At the center of the conjunction of these three is the show host, gleefully played by Anil Kapoor, who as I can imagine, might have wholeheartedly occupied the position occupied formerly occupied by two of the most powerful actors in the country, a position he hoped for in real but attained only on the reel. He is a man who has been through all the three planes – the lower, the middle and the upper. At various points during the story, he represents both, condescension, cynicism and glee, at Jamal’s exploits in the game show, thus becoming, at various points, a part of each group. His is the toughest role ofcourse, and while Kapoor’s clearly not an English actor, he does well.

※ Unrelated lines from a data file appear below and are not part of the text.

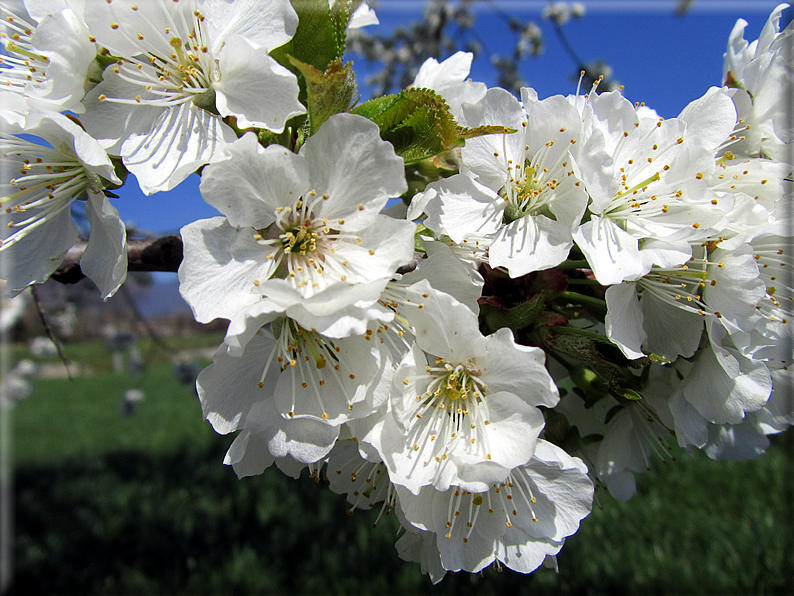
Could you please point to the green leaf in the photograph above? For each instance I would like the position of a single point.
(517, 317)
(629, 394)
(419, 124)
(327, 93)
(320, 36)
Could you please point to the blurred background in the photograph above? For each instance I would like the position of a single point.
(119, 486)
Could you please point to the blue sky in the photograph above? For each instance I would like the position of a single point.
(664, 60)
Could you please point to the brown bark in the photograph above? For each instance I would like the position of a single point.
(158, 254)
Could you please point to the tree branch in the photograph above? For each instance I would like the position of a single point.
(158, 254)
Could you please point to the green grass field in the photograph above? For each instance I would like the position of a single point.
(107, 504)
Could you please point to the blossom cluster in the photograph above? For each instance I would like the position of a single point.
(428, 356)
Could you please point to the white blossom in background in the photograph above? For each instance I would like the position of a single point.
(760, 73)
(182, 67)
(36, 201)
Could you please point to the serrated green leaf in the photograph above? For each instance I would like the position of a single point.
(419, 124)
(518, 317)
(319, 38)
(629, 394)
(327, 93)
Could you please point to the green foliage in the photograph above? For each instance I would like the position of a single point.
(419, 124)
(320, 36)
(518, 317)
(327, 93)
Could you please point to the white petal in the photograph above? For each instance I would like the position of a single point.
(249, 182)
(624, 320)
(613, 254)
(105, 258)
(531, 244)
(349, 162)
(255, 88)
(508, 366)
(462, 206)
(181, 140)
(220, 265)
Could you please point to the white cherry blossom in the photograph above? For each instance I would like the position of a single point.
(303, 233)
(182, 67)
(36, 201)
(47, 54)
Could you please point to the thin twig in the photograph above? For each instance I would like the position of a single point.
(48, 331)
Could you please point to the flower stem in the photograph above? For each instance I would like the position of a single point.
(596, 304)
(580, 264)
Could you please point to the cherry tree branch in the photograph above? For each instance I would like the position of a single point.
(157, 254)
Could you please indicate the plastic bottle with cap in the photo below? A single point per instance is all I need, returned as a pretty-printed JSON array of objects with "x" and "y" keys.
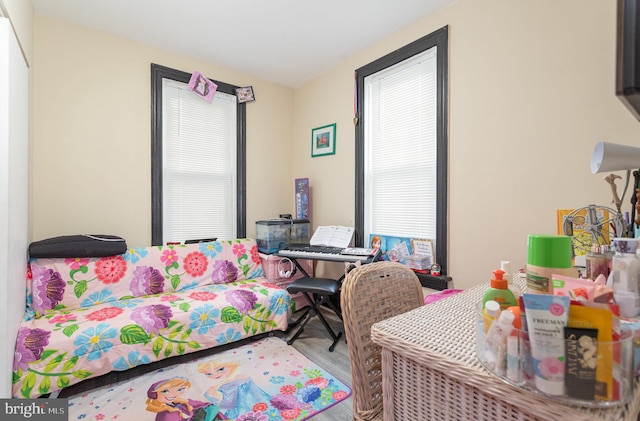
[
  {"x": 490, "y": 313},
  {"x": 505, "y": 266},
  {"x": 496, "y": 340},
  {"x": 626, "y": 276},
  {"x": 499, "y": 291},
  {"x": 548, "y": 255}
]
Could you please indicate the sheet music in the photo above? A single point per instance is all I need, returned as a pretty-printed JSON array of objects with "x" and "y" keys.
[{"x": 332, "y": 236}]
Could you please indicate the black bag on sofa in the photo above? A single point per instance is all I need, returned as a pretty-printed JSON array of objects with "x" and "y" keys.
[{"x": 84, "y": 245}]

Boyle’s camera is observant. But it is clearly not a tourist. It is a generally keen observant. It is a robust, moving, curious, curious observer. It does not want to settle down. The trip is short and there is so much to discover. So his camera never really stops. It moves at a vulgar, often indecent speed, and then suddenly, it screeches to a stop- at the most critical of moments- when the hero and the heroine hug. Or when he just looks at her through the large gate, or when he sees her left behind on the non-descript railway station. The observer stops at an emotionality alien to him. It is a kind of sentimentality he does not see back home. It is a sentimentality that he does not have an idea about, but is fascinated by. It is sentimentality so typical of Bollywood, and so when the camera stops, not only is he respecting the most repeated clichés, he is celebrating them.

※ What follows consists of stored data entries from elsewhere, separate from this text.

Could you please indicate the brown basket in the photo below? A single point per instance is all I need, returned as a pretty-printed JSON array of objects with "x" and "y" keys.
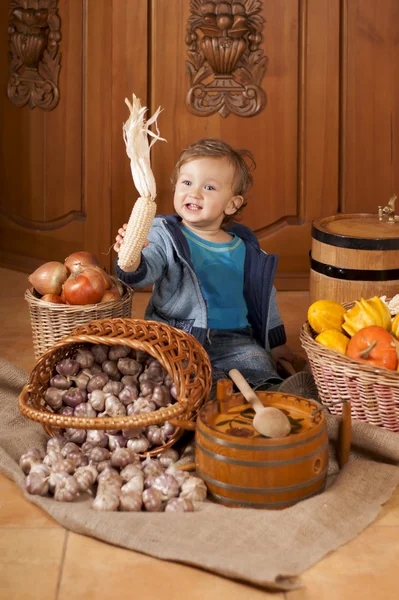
[
  {"x": 373, "y": 392},
  {"x": 182, "y": 356},
  {"x": 52, "y": 322}
]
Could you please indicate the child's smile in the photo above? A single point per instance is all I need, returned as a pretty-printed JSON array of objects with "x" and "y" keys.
[{"x": 204, "y": 193}]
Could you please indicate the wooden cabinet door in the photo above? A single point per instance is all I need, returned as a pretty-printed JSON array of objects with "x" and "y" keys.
[
  {"x": 294, "y": 138},
  {"x": 65, "y": 183}
]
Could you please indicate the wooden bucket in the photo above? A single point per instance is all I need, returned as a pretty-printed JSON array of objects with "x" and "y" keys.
[
  {"x": 354, "y": 256},
  {"x": 244, "y": 468}
]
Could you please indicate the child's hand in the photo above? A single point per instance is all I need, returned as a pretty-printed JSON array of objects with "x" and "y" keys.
[{"x": 119, "y": 237}]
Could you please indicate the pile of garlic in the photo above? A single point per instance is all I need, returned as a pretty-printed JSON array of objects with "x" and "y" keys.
[
  {"x": 117, "y": 381},
  {"x": 117, "y": 479}
]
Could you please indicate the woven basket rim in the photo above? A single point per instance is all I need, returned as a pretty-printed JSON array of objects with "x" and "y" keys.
[
  {"x": 341, "y": 361},
  {"x": 181, "y": 408},
  {"x": 39, "y": 303}
]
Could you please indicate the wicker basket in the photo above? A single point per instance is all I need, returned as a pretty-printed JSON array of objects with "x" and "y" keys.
[
  {"x": 182, "y": 356},
  {"x": 52, "y": 322},
  {"x": 373, "y": 392}
]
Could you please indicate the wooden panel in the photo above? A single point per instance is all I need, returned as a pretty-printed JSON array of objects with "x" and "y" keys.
[
  {"x": 129, "y": 75},
  {"x": 41, "y": 154},
  {"x": 295, "y": 138},
  {"x": 44, "y": 148},
  {"x": 370, "y": 160}
]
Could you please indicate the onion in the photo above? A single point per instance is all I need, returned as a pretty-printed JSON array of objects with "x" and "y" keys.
[
  {"x": 53, "y": 298},
  {"x": 78, "y": 260},
  {"x": 111, "y": 295},
  {"x": 85, "y": 287},
  {"x": 49, "y": 278}
]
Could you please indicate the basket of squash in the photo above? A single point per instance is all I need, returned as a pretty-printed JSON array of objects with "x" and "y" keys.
[
  {"x": 118, "y": 383},
  {"x": 352, "y": 349},
  {"x": 75, "y": 292}
]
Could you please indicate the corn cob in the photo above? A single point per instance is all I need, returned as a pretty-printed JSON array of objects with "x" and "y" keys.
[{"x": 135, "y": 132}]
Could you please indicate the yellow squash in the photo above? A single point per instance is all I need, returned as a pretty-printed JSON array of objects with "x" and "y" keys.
[
  {"x": 326, "y": 314},
  {"x": 395, "y": 326},
  {"x": 333, "y": 339},
  {"x": 366, "y": 313}
]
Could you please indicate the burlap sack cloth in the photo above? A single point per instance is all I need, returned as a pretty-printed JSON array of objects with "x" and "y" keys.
[{"x": 264, "y": 547}]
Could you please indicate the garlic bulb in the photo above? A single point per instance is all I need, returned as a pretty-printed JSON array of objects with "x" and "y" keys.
[
  {"x": 76, "y": 435},
  {"x": 167, "y": 485},
  {"x": 168, "y": 457},
  {"x": 121, "y": 457},
  {"x": 178, "y": 474},
  {"x": 152, "y": 500},
  {"x": 85, "y": 476},
  {"x": 138, "y": 445},
  {"x": 56, "y": 443},
  {"x": 135, "y": 484},
  {"x": 68, "y": 448},
  {"x": 66, "y": 490},
  {"x": 194, "y": 489},
  {"x": 52, "y": 457},
  {"x": 113, "y": 407},
  {"x": 41, "y": 469},
  {"x": 130, "y": 502},
  {"x": 99, "y": 454},
  {"x": 98, "y": 437},
  {"x": 30, "y": 458},
  {"x": 100, "y": 353},
  {"x": 116, "y": 441},
  {"x": 130, "y": 471},
  {"x": 87, "y": 447},
  {"x": 36, "y": 484},
  {"x": 106, "y": 501},
  {"x": 55, "y": 478},
  {"x": 110, "y": 474},
  {"x": 97, "y": 400},
  {"x": 65, "y": 464},
  {"x": 179, "y": 505},
  {"x": 116, "y": 352},
  {"x": 151, "y": 467},
  {"x": 104, "y": 464}
]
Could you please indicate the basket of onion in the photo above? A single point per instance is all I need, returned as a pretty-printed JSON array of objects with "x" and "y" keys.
[
  {"x": 65, "y": 295},
  {"x": 118, "y": 383}
]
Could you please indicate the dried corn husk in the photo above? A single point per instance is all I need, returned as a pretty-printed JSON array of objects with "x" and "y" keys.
[{"x": 136, "y": 133}]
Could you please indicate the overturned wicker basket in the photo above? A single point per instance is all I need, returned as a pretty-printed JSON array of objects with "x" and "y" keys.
[
  {"x": 52, "y": 322},
  {"x": 373, "y": 392},
  {"x": 181, "y": 355}
]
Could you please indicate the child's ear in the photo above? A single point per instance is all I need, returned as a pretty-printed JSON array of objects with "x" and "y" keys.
[{"x": 234, "y": 205}]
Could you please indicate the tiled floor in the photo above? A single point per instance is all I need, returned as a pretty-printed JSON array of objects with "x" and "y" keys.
[{"x": 40, "y": 559}]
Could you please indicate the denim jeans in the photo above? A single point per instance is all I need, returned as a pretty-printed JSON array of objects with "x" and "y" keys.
[{"x": 237, "y": 349}]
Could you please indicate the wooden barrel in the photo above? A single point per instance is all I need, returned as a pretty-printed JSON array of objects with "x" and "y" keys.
[
  {"x": 353, "y": 256},
  {"x": 244, "y": 468}
]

By placing them carefully and cautiously to convey the same drama that the Hindi industry uses them for. The crucial difference here is, that in his post-modernistic homage, he does not mock them, or satirize them, or makes fun of those clichés. He actually uses them.

The camera thus, observes. And it remains assured of what and when it needs to observe, often through unnatural cants and tilts, a dynamic he captures the so-called grit of Mumbai, and of Agra, and of the police station, and carefully uses mostly the conventional angles of the TV show, and thus opts, reconstruction over original construction, which would in any case, have defeated the purpose of using such a popular quiz show.

It is amazing how Boyle’s filming, and Beaufoy’s script (based on diplomat Swaroop’s novel ofcourse), evokes the most evident Indian icons – the Taj Mahal, the red-light districts, Amitabh Bachchan, the Bombay slums, Kaun Banega Crorepati, and brilliantly, never lets them function in their own isolation or function in their personal context. They exist because they have some relation to our protagonist, and otherwise, they do not exist. When in Delhi, shoot the Qutub, when in Kolkata, shoot the Victoria, and when in Hyderabad, shoot the Char Minar, irrespective of whether a character has anything to do with them.

He shoots in a style I personally can trace back to Jeunet and Caro’s 1991 film ‘Delicatessen’, which though, did not epitomize the style, but did initiate a few of its origins – bright, vibrant, radiant colours, colour contrasts increased to abnormal levels, and a fast, dynamic camera. Lately, City of God employed it masterfully.

The film does not dumb down. It does not feed. Why does the brother die at the end? How does Jamal achieve what he does? Why does the host write an answer on the bathroom mirror? It also is ‘different’, and it also recycles the same old clichés and uses them in a new template and thus achieves a result which our filmmakers are not attempting, and more importantly, are proud of not attempting.

c said...


Lynden Barber said...

Has anyone noticed that Danny Boyle has this weird fetish for people diving into shit? Witness Ewan McG diving into toilet bowl to retrieve drugs in T-spotting, and the kid deliberately jumping into latrine poop in Slumdog (yeah, sure...). The audience I saw the film with thought this was hilarious. The shit on face scenes in Death at a Funeral got a similar delighted reaction. Conclusion: if you wanna manipulate an audience, throw shit their way.